U.S. Stocks at Record Highs: Earnings Expansion or Multiple Risk?
On the first trading day of May, the S&P 500 closed at 7,230.12, its sixth straight weekly gain and a fresh all‑time high. The tape looked euphoric. The valuation math behind it is less clear.
According to FactSet and other aggregates, the S&P 500 now trades at roughly 22–23 times forward earnings, materially above its 10‑year average near 18. MacroMicro’s latest series puts the forward P/E around 21 in May, while YCharts’ forward estimate shows 23.6 for late‑2026, down from 28.4 a year earlier but still historically elevated.

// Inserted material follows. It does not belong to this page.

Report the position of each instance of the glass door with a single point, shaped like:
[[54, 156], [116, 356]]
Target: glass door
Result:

FactSet data cited in late 2025 had already flagged 23.1 times forward earnings as the highest 12-month multiple in more than five years, at a time when analysts were projecting record S&P EPS of 268 dollars for 2025 and 305 dollars for 2026.
The current rally therefore rests on two planks: actual earnings growth and investors’ willingness to pay more for those earnings. On the earnings side, consensus still expects robust growth, underpinned by strong margins in technology, communications and some consumer names, and by a surge in AI‑related capex and infrastructure spend. Goldman Sachs estimates that AI infrastructure will account for about 40% of all S&P 500 earnings growth in 2026, with data‑centre and semiconductor investment approaching 2% of US GDP. That forecast helps justify part of the premium.
On the multiple side, however, the market is paying today for cash flows that depend on both macro conditions and AI monetisation playing out as hoped. FactSet notes that previous episodes when the S&P 500 traded above 22–23 times forward earnings — notably in 2018–2020 — were followed by periods of higher volatility and, in some cases, valuation compression as growth and policy expectations were forced to reset. The risk this time is similar: if the Federal Reserve does not deliver the sequence of rate cuts implied by current market pricing, or if AI‑linked profits lag capital expenditure, earnings could disappoint and multiples could fall simultaneously.
In short, US stocks in May 2026 are not just high because earnings have grown; they are high because investors are also paying up for those earnings. Whether this turns into a benign “earnings catch‑up” or a sharper derating depends on how the next few quarters reconcile today’s optimistic growth and policy assumptions with the realities of corporate profit delivery.